Quatro discos em dois anos é motivo para um visível cansaço. Neste álbum os Beatles voltam a fazer versões, começam a escrever temas mais sérios e dão passos para dominar o ambiente do estúdio.
Ao quarto disco estamos no auge da “Beatlemania”. Depois de terem feito o seu primeiro filme, o quarto álbum da banda de Liverpool encontra John, Paul, George e Ringo cansados. Logo pela capa, uma fotografia de Robert Freeman onde figuram os quatro Beatles com um ar anti-estrelas. Têm expressões sérias e parecem precisar de algum descanso da tanta confusão que os tornou uma marca à venda. Na altura, especialmente por ter seguido o animado A Hard Day’s Night, o cinismo parece ter passado ao lado. Como contou George Martin, “eles estavam bastante exaustos durante Beatles For Sale.
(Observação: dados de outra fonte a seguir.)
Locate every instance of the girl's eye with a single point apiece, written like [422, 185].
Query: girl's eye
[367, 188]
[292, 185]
Temos de recordar que eles foram espancados como loucos em 64 e uma grande parte de 63. O sucesso é uma coisa maravilhosa mas é muito, muito cansativa.”
O álbum arranca com “No Reply”, uma canção de Lennon que marca o tom geral do disco. Nesta fase da carreira, a dupla de John e Paul era completamente colaborativa nas composições e faziam por escrever uma canção por dia, contou McCartney, mas os temas começam a ser menos alegres e a caminho de algo diferente, com Lennon a começar a interessar-se por temas mais autobiográficos. A banda conheceu Bob Dylan nesse ano e não é por isso de estranhar o toque mais folk em composições como “I’m a Loser”.
A fórmula do disco é que é diferente e regride aos trabalhos anteriores a Hard Days Night, com oito canções originais e seis versões de canções que McCartney descreveu como sendo parte do set dos concertos do tempo do Cavern Club. A opção deste alinhamento foi sobretudo porque a dupla de Lennon-McCartney não conseguiu terminar canções suficientes para encher todo o disco. Para pormos as coisas em perspectiva, este é o quarto disco em dois anos (!) que os Beatles lançaram. Neil Aspinall, road manager da banda e depois presidente da Apple Corps. explicou o tipo de agenda que a banda tinha. Logo depois de terem feito uma tour dos EUA em Setembro, começaram a gravar este disco ao mesmo tempo que fizeram uma tour no Reino Unido, terminaram o álbum em cinco semanas e o álbum estava pronto para sair no Natal.
Este Beatles For Sale já deixa antever uma maior confiança no estúdio, com a banda a participar activamente pela primeira vez nas misturas. Harrison explicou que os Beatles já tinham vários sucessos e estavam mais relaxados e confortáveis no estúdio, a começar a experimentar com sobreposições (overdubbing) e cada vez mais interessados em explorar processos de gravação e mistura. As gravações ficaram espalhadas de Agosto a Outubro de 1964.
O maior sucesso deste disco foi “Eight Days a Week”, expressão que um taxista usou quando levava McCartney a casa de Lennon para uma sessão de composição. É notável por ser também a primeira canção pop com um fade-in. “I Follow The Sun” é, curiosamente, uma canção mais antiga, escrita por McCartney quando tinha 16 anos, que não tinha sido considerada suficientemente boa para entrar em álbuns anteriores. O produtor George Martin afirmou ser a sua canção preferida do disco mas nota-se logo aqui a necessidade por mais composições originais. “What You’re Doing” pode já ser vista como uma precursora às experiências sónicas que os Beatles fariam uns anos mais tarde, com várias técnicas a serem utilizadas na mistura.
Nas várias versões vale a pena destacar “Mr. Moonlight”, uma canção obscura que Lennon gostava e o medley “Kansas City/Hey, Hey,Hey” com um enérgico McCartney a tomar conta das vozes. A última faixa é “Everybody’s Trying To Be My Baby” com Harrison nas vozes. Mais uma vez, na altura o cinismo passou ao lado do que pode ser hoje visto como uma visão de dentro da “Beatlemania”.
Beatles For Sale tirou A Hard Day’s Night do número um das tabelas de vendas e quebrou o recorde de vendas do disco anterior. Ainda assim, tendo em conta toda a discografia da banda de Liverpool, este não deixa de ser um álbum menos bem conseguido e fruto das pressões da editora. Como estamos a falar de Beatles, mesmo um pequeno passo é um passo do tamanho de várias bandas normais. A influência do folk de Dylan e mudança para temas mais sérios justifica por si só a audição.